Bulldog_10
New member
Debaser said:sk just because you're not injured doesn't mean you're not causing cumulative damage right now. How much do you press? What about if you start getting in the 250-300 lb range? Are you really going to want to lower that behind your neck?
This is what he just doesn't get. Just because you aren't hurt now, doesn't mean you're not doing damage...which is exactly what happens with the shoulder, especially doing this movement. You won't just injure yourself at some point when you're lifting...you will just slowly damage all the connective tissue in the area.

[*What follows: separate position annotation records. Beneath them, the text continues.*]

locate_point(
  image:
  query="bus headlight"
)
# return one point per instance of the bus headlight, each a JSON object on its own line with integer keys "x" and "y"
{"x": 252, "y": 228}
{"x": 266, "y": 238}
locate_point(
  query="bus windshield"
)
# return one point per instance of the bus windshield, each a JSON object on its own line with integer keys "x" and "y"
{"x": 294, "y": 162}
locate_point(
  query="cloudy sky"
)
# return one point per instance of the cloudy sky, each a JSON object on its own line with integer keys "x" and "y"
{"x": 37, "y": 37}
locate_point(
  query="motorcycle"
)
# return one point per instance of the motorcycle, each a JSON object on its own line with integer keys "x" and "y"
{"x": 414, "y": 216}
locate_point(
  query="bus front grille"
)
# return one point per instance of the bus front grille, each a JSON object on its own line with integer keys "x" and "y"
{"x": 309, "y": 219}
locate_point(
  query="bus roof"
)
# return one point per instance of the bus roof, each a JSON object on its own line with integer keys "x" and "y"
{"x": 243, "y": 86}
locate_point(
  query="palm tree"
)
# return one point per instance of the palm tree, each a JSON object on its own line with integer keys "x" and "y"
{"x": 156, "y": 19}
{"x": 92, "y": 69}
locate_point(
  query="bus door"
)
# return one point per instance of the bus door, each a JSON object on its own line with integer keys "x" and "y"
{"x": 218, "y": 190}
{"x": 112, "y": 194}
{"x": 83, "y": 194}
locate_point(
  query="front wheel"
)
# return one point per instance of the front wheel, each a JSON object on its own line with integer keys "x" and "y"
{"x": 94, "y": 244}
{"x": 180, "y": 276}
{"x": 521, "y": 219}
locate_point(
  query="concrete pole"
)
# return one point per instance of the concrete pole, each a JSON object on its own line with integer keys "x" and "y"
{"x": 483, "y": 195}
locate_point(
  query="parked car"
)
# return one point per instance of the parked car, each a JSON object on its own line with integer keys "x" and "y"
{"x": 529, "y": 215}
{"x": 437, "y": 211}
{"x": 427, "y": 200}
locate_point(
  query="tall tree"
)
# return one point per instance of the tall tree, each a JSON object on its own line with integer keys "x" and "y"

Quoting Essentials of Strength Training and Conditioning (2nd Ed.) :
"The should is particularly prone to injury during weight training, due to both its structure and the forces to which it is subject during lifting. Like the hip, the shoulder is capable of rotating in any direction. The hip is a stable ball-and-socket joint, but the glenoid cavity of the shoulder, which holds the head of the humerus, is not a true socket and is significantly less stable.
The shoulder joint has the greatest range of motion of all the joints in the human body. It is so mobile that the head of the humerus can actually move 1 inch out of the glenooid cavity during normal movement, but the joint's excessive mobility contributes to its vulnerbility, as does the proximity of the bones, muscles, tendons, ligaments and bursae in the shoulder. A small degree of swelling in a muscle do to an injury, however minor, can bring about friction with adjacent structures that can worsen the original injury and cause damage to previously uninjured tissue.
The stability of the shoulder largely depends on the glenoid labrum, the joint synovium, and capsules, ligaments, muscles, tendons, and bursae...With the shoulder's great ROM, its various structures easily impinge on one another, causing tendinitis as well as inflamation and degeneration of contiguous tissue...Particular care must be taken when performing the various forms of the bench, incline, and shoulder presses because of the great stresses they place on the shoulder."
It has been shown that pressing movements should not be done behind the neck, so I'd stay away from the behind the neck press. If you feel like it's ok for you to do it, then by all means go for it...but I personally don't recommend it.